Fidel Castro died. I guess that’s 2016’s final feather in its cap.

There have been a lot of famous deaths this year. The ones that got the most attention were beloved musical luminaries such as David Bowie, Prince and more recently Leonard Cohen. None of them, however much we loved them, carried the same amount of historical gravitas as Cuba’s ex-leader. To some he was a brave revolutionary and to others he was a brutal monster. I’m not sure what the right answer is, but he was probably both. These things aren’t mutually exclusive. You can stand for something you think is important and fight for it, bravely, and still be a complete dick.

It doesn’t matter now, though, which is “true,” because now he’s dead, at age 90, and was cremated. Whether you’re happy, sad or indifferent about this probably says more about you than it does about the departed. I do admit, however, that I was always fascinated with Fidel. Not really because of his politics or his revolutionary persona, but because my parents would talk about him a lot—specifically the Bay of Pigs and the Cuban Missile Crisis, which they both had vivid memories of. When I was young, John F. Kennedy was my favorite president because my mother had an old LP of one of his inaugural addresses. Could you imagine that such a thing was pressed on vinyl? Anyway, I listened to it a bunch when I was in middle school and in my early high school years. I think I wrote a paper on the Bay of Pigs around that time, and, I guess since it was history, it was sort of thrilling to learn about a time when the world was on the brink of total disaster and not actually have to live through it.

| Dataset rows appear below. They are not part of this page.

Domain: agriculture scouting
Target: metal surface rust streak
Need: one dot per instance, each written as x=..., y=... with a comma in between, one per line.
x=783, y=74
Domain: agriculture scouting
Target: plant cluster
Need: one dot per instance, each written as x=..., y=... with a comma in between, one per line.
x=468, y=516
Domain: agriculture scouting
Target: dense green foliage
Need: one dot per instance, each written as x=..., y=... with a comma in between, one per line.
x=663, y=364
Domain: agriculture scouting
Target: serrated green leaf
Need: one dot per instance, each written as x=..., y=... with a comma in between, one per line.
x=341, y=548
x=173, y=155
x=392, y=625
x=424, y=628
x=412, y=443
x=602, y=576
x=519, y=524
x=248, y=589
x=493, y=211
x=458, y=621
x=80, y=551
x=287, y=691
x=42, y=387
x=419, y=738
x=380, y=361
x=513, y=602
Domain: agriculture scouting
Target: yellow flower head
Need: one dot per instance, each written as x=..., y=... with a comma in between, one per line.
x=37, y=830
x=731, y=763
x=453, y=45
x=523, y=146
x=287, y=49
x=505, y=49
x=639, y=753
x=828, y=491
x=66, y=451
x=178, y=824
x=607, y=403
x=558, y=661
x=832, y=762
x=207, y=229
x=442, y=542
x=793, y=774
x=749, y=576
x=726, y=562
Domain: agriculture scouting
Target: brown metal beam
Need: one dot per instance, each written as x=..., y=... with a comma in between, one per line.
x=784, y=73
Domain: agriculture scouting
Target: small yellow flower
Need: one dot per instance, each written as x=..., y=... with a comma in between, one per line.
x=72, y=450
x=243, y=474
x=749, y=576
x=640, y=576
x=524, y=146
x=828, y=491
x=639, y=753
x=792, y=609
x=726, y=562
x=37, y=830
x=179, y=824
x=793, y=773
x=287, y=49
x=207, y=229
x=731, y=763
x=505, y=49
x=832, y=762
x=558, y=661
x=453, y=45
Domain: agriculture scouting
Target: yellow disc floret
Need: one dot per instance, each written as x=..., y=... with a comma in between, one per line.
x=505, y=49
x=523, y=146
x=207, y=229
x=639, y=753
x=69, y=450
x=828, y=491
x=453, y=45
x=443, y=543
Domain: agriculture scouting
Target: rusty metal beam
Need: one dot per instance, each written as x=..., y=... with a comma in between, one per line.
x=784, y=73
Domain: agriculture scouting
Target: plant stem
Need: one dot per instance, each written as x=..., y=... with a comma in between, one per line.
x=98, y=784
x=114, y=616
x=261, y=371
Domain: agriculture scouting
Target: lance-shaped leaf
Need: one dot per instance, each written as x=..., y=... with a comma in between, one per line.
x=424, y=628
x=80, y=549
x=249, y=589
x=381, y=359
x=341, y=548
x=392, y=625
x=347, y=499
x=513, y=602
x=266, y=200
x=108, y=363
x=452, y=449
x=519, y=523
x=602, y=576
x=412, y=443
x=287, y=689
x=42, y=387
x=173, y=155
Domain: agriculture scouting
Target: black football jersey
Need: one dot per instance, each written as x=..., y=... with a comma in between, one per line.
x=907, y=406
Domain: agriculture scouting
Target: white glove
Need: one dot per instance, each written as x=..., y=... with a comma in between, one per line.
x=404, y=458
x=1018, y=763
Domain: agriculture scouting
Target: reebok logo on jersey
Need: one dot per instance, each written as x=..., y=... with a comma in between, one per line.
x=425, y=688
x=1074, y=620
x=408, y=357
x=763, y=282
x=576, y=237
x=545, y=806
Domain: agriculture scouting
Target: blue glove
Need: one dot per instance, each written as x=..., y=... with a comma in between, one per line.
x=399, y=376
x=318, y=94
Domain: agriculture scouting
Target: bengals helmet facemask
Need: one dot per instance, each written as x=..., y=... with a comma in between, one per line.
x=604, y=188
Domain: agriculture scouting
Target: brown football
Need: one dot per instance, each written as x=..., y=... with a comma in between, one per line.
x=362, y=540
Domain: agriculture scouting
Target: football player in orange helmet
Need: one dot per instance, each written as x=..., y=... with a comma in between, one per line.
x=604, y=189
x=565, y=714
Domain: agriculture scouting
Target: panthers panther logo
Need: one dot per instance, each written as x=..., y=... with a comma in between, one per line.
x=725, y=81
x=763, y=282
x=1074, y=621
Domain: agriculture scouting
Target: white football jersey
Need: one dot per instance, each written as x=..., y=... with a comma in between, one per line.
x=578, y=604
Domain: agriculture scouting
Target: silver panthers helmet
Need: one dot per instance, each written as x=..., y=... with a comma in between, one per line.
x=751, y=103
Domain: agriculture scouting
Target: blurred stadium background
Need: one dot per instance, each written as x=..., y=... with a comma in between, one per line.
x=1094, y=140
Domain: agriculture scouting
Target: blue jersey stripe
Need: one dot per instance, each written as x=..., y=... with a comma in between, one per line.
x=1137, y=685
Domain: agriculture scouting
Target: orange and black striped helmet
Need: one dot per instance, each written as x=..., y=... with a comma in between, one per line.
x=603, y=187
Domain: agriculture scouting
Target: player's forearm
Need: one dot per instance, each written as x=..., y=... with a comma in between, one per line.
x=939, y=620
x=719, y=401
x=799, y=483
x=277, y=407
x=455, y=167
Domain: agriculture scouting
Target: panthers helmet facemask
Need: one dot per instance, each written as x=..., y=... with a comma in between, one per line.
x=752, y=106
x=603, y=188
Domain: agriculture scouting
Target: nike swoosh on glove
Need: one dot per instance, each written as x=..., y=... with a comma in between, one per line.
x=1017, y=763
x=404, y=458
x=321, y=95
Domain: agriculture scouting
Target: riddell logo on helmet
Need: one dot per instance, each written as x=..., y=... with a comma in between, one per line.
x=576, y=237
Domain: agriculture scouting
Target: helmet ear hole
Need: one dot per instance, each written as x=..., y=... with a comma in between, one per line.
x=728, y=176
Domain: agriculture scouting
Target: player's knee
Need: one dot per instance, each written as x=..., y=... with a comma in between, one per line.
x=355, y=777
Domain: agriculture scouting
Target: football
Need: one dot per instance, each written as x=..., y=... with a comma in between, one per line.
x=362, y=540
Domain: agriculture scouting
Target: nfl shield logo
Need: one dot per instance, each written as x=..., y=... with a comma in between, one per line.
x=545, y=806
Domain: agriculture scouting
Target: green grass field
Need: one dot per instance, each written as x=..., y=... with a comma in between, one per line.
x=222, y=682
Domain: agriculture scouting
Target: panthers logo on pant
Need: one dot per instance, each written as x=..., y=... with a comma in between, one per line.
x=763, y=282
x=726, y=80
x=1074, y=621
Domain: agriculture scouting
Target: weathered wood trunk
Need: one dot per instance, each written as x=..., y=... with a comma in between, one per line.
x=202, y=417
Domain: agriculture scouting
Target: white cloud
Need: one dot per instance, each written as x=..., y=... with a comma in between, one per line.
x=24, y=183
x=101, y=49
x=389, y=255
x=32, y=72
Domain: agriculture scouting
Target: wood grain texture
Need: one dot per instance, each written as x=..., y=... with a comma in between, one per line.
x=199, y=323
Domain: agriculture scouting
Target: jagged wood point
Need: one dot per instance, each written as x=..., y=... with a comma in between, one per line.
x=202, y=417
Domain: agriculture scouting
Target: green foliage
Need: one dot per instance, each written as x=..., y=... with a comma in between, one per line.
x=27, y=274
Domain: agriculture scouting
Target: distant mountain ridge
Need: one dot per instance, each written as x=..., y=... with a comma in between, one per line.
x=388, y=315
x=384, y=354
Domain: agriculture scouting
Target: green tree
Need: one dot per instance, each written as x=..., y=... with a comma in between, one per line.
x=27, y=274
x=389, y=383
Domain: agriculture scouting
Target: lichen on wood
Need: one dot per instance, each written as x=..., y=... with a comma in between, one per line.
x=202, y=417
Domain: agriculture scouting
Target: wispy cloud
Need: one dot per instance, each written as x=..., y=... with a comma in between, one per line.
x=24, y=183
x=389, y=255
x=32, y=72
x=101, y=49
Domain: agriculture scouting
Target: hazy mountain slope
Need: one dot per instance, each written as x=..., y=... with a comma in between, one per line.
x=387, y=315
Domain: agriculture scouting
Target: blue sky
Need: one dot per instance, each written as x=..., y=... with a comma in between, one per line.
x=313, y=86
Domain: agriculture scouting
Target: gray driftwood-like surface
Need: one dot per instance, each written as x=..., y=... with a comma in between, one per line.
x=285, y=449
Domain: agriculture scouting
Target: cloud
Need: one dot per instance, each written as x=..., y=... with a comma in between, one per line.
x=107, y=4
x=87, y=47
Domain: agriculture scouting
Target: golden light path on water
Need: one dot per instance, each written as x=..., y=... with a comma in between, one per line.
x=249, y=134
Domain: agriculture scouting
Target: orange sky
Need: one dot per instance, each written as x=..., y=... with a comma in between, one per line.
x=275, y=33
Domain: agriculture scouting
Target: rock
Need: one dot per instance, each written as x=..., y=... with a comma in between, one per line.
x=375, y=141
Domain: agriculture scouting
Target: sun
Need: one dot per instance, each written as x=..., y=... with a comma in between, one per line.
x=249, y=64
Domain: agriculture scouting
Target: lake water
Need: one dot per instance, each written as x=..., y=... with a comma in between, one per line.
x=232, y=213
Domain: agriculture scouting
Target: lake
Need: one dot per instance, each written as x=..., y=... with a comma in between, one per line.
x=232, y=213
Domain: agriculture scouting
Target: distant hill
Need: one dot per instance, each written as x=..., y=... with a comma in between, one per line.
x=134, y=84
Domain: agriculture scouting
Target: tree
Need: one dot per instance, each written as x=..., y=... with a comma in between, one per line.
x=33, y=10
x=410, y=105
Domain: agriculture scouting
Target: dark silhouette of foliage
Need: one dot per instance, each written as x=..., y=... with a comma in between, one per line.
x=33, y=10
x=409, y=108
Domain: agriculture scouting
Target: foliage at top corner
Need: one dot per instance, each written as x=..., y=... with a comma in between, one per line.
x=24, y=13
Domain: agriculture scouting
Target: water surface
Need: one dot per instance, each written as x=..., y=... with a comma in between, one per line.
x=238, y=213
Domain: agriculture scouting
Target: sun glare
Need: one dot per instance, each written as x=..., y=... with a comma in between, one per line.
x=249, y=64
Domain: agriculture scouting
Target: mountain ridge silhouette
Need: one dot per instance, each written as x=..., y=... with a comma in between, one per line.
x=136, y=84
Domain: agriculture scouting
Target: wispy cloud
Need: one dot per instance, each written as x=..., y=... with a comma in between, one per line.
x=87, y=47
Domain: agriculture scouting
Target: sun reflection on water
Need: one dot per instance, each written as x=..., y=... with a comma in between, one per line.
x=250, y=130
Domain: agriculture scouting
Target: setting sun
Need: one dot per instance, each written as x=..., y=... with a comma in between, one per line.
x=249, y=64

Now what I find the most fascinating about him is how his death was commemorated in Cuba. Castro’s ashes were paraded in an urn across the country over the course of nine days.

“Since Castro’s death on Nov. 25 at age 90, hundreds of thousands of Cubans lined streets and plazas to bid farewell to ‘El Comandante’ (The Commander), with a combination of tears, vows to sustain socialism and choruses of ‘I am Fidel!’” stated an article on Reuters.com.

As of this writing, the remains of El Comandante were finally laid to rest in what NPR curiously called a “private ceremony,” which featured a 21-gun salute. I mean, you know, because that’s how quiet ceremonies in my family are conducted. You mean they don’t do that in yours?

He will now rest in perpetuity at the Santa Ifigenia Cemetery in the city of Santiago de Cuba, where his ashes are now interred, no joke, in a granite boulder.

I’m going to go out on a limb and say that when it’s my time, my ashes won’t receive this sort of treatment, nor will my body be embalmed and encased in crystal so people can come by and take selfies with it—or whatever it is young people will upload to whatever it is replaces Instagram or Snapchat or whatever. That sort of treatment is only doled out to the most important among us. It helps if your family seems to have a stranglehold on the political power structure of an entire country, too.

So, like, a thousand years from now, people will probably look at this rock in Cuba, assuming that rising ocean levels haven’t engulfed the entire nation by that point, and say, wow, look at this guy here. He must have been something special if they put him in this here granite boulder. And I guess they’d be right. I mean, he was something. But does that make him more something than the rest of us? And if it does, then why?

I think back to my own life, and I’ve always at least tried to be nice to people, even if I haven’t always been successful. I haven’t tossed anyone in jail just because they disagreed with me (though, honestly, sometimes I’d like to), and no one who’s ever met me, no matter what they think of me, would ever call me a tyrant. But then here’s this guy who split families apart because of how polarizing he was. Some of those families got on rafts and risked life and limb to try to escape to Florida, if you can imagine such a thing—to want to escape to Florida. I’m sure you’ve been pretty swell to everyone you’ve met, too, or at least tried to be. Who’s going to make sure we’re interred in granite?

Well, I’m tired of being fascinated with villains and demagogues. That part of me is dying with you, El Commandante. Adios.